Traumatisme psychologique

Depuis sa fondation, il y a deux ans, le FFT a dépensé 25 millions de dollars zimbabwéens (un million de rands) pour venir en aide à une centaine de familles. Ce fonds de solidarité informel, qui sollicite les entreprises du pays et les donateurs étrangers, donne de quoi vivre trois mois à ceux qui ont tout perdu. L’essentiel de son effort, cependant, porte sur le traumatisme psychologique subi par les fermiers. «Il y a la peur, l’incertitude… Quand vous avez vu votre maison brûler, ce souvenir peut vous hanter pendant des années. Nous essayons d’encourager les fermiers, en leur disant que tout ça ne va pas durer très longtemps».

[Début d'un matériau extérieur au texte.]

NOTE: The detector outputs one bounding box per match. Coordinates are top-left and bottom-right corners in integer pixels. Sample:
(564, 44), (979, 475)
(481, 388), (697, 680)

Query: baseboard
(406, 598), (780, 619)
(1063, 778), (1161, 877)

L’air désolé, Leslie de Jager, un grand exploitant de fleurs et de tabac de Chinhoyi, à 120 km au nord de Harare, regarde chez son fils une cassette vidéo qui montre le pillage de sa maison, en août dernier. Tournées par une compagnie d’assurances, ces images de grilles pliées, de plafonds éventrés et de cadres de fenêtres arrachés lui soulèvent encore le cœur. La semaine dernière, l’un des ses deux fils a été agressé sur l’une des trois fermes familiales, aux trois quarts envahies. Nuque et bras entaillés à coups de lance, il s’est retrouvé en soins intensifs à l’hôpital de Harare.

Leslie de Jager, cependant, a décidé de résister. «Pour rester positif et ne pas sombrer dans la dépression, je joue au golf», dit-il. «Sur le green, on se concentre sur la balle, et pas sur les problèmes de la ferme, dit-il. On peut aussi s’imaginer que la balle est la tête du ministre de l’Information, et taper aussi fort que possible!» Leslie de Jager n’a envisagé aucun plan de secours, en cas de victoire de Robert Mugabe et d’aggravation de la situation. «Mes enfants me disent que je suis dans le déni, sourit-il. Nous verrons bien après les résultats. S’il faut partir, nous irons vers le Nord. C’est la frontière la plus proche».